Students walking to and from the University Recreation Center on Mondays might have been confused after seeing a World War I bomber soar through the sky.

But students shouldn’t be alarmed ” the plane is only a remote-controlled model.

The University’s future astronauts and spacecraft designers meet every Monday for the new RC Plane Club, where they often fly their battery-powered remote control plane outside the Recreation Center.

“The club was created to let students experience designing and flying a plane firsthand,” said Brian Nackerud, aerospace engineering junior.

Nackerud, who helped spark the club’s creation, also helps guide club members in the techniques of flying and designing the aircraft.

The club, which meets in Akerman Hall, is a subgroup of the American Institute of Aeronautics and Astronautics, a national society of aerospace engineers, which has a University chapter.

The 2-foot Styrofoam plane runs on a small battery-powered motor.

“Crashes happen often, but the planes are easily fixed with a little glue,” Nackerud said.

The idea for the creation of the club came from aerospace engineering professor Jeffrey Hammer, who teaches a senior design course in which students design and build remote control planes.

Students taking the senior design course last semester were having trouble finishing the project of designing and building planes, Hammer said.

“This club will help students prepare for the class,” Hammer said.

Each spring, students in Hammer’s class design a bigger remote control model in which an engine is powered by gas.

The students in late spring compete in the Heavy Lift Competition in Austin, Texas. The plane designed to carry the most weight and is able to take off wins the competition.

Members of the club learn how to fly the remote control plane through a simulation run, in which the main remote control is linked to a trainee control.

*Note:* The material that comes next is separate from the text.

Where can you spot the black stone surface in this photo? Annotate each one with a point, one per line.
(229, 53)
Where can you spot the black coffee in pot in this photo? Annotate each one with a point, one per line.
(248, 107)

The main control can overpower the trainee’s if “anything goes wrong,” Nackerud said, while checking the controls on his remote.

“I really couldn’t control the plane,” aerospace engineering sophomore Rizwan Qureshi said, after his first test run in which Nackerud had to take over control numerous times.

“A lot of us don’t have actual experience with aircraft, but just book knowledge,” said Jeremy Smith, an aerospace engineering senior who wants to be an astronaut.

The club was established last semester, when students learned to fly the planes. This semester the club plans to focus its efforts on learning the design of the planes.

Nackerud said the club is open to all University students, not just aerospace engineering majors.

“It’s just a lot of fun to fly these things,” Nackerud said during a flight simulation that ended with a crash that left the plane in two pieces.